You've got it backwards. It goes like this:
There is no obvious, objective life after death. The dead do not just get up and run around. Once they are really dead - not just comatose or knocked out or something - they stay dead. Those rotting bodies just don't seem to bode well for them re-animating. The obvious thing to assume is that the dead are dead, and there is no life after death. Unless, of course, you define it in impersonal ways such as that your atoms or molecules may continue to exist and become part of another living organism. In such a way there is no death, since a living thing's atoms continue to live on in trees and birds and and earthworms and aerobic bacteria and coal and even (other) people and... From an individual's conscious point of view, that's a pretty useless definition, although it's ecologically sound.
(July 14, 2011 at 3:26 pm)xonage Wrote: Like anyone, I think it would be nice if my life went on, but I am also fully prepared for the possibility it will not.
As regards the energy. I have heard we lose 6 onces at the moment of death. Anyone know if this is true? And the point about maggots and apples and where to draw the line, I feel it would have to apply to everything or nothing, as I dont feel humans are special in any way.
Many people are not prepared to accept any possibility that life will not go on after death.
The "6 oz of weight loss" after death is in general "woo". It's based on the experiments of a Dr. Duncan MacDougall of Haverhill, Massachusetts in 1907. His experiments were far from conclusive, and had a wide variation among cases.
1. "[S]uddenly coincident with death . . . the loss was ascertained to be three-fourths of an ounce."
2. "The weight lost was found to be half an ounce. Then my colleague auscultated the heart and found it stopped. I tried again and the loss was one ounce and a half and fifty grains."
3. "My third case showed a weight of half an ounce lost, coincident with death, and an additional loss of one ounce a few minutes later."
4. "In the fourth case unfortunately our scales were not finely adjusted and there was a good deal of interference by people opposed to our work . . . I regard this test as of no value."
5. "My fifth case showed a distinct drop in the beam requiring about three-eighths of an ounce which could not be accounted for. This occurred exactly simultaneously with death but peculiarly on bringing the beam up again with weights and later removing them, the beam did not sink back to stay for fully fifteen minutes."

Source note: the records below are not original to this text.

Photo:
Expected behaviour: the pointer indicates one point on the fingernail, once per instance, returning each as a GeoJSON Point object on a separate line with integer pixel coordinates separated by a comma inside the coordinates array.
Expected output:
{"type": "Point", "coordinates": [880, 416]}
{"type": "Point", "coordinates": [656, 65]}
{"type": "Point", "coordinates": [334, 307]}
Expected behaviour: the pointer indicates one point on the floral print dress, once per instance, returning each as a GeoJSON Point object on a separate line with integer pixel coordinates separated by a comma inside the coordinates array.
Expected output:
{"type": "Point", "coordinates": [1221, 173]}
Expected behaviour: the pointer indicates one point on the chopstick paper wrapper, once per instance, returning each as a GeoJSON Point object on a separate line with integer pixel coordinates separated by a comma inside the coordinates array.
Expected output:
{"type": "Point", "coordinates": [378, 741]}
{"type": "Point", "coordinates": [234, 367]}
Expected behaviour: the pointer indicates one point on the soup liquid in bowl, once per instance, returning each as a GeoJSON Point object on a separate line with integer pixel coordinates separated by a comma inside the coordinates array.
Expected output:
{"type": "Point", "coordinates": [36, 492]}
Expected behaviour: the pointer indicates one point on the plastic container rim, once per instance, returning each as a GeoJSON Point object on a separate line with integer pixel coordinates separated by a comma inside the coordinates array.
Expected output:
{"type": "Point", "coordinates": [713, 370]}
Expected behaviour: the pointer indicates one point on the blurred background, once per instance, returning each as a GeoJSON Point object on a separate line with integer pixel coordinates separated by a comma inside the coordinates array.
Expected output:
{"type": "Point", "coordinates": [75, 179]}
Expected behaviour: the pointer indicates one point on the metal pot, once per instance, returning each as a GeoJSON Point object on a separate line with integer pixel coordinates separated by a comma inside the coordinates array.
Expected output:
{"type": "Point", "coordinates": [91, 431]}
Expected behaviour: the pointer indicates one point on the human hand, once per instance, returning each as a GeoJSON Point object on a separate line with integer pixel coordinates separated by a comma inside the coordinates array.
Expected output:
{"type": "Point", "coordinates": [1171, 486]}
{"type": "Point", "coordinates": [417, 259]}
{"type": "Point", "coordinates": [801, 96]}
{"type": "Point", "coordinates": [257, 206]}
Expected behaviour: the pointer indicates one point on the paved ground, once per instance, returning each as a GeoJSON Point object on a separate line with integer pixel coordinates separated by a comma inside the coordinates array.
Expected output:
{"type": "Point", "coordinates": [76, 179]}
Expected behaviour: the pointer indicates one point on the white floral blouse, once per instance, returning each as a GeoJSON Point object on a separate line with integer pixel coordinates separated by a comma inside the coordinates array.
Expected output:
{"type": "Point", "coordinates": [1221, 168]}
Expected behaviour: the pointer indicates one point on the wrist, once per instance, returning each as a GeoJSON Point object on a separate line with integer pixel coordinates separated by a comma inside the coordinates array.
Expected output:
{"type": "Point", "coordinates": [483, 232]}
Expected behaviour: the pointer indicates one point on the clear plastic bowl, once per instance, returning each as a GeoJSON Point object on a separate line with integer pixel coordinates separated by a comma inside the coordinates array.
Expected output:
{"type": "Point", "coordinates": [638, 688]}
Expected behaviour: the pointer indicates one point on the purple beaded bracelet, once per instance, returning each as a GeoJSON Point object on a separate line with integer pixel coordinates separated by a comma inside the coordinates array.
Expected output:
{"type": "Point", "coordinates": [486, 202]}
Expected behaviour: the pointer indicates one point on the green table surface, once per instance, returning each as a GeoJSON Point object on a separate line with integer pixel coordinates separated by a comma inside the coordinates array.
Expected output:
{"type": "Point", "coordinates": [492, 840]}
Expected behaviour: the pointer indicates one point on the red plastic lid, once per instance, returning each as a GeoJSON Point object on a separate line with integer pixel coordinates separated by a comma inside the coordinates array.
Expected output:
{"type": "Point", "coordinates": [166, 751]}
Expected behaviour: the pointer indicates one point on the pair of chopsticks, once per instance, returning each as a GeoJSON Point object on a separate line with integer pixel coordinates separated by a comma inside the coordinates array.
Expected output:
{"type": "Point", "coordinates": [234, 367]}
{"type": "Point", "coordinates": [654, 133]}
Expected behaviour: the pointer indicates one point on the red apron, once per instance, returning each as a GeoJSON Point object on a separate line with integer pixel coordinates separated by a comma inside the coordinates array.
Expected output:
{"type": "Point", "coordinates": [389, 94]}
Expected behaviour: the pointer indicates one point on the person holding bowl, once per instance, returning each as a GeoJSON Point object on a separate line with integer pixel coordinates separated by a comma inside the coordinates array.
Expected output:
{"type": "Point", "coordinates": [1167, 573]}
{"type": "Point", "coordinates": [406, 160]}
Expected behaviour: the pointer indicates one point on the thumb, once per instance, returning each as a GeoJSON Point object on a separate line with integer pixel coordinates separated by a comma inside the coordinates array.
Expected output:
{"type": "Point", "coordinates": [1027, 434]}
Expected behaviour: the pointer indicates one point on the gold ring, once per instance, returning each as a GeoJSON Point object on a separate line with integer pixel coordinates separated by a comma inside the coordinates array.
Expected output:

6. "My sixth and last case was not a fair test. The patient died almost within five minutes after being placed upon the bed and died while I was adjusting the beam."
"
See http://www.snopes.com/religion/soulweight.asp
This doesn't show much - except the weight was never nearly 6 ounces. He was unable to repeat the results of weight loss at time of death on experiments with dogs. (Ethical considerations and questions abound). Note that he did not have the precise tools that exist today to determine the exact moment of death under any criteria. The problem of criteria and definition exists across jurisdictions today. Is death defined as "Brain death" (ceasing function of the brain)? Heart stopping (Patient's hearts are stopped routinely with open heart surgery)? Lack of breath? Failing to request chocolate, alcohol, tobacco, or sex over a period of hours? Okay, the last one is a joke.
Dr. MacDougall included the weight of excrement in his calculations. One possible reason offered by physiologists involves the lack of cooling of the body by sweating shortly after death - and that partly explains the reason that dogs don't normally cool themselves by sweating, but by panting which stops at the time of death.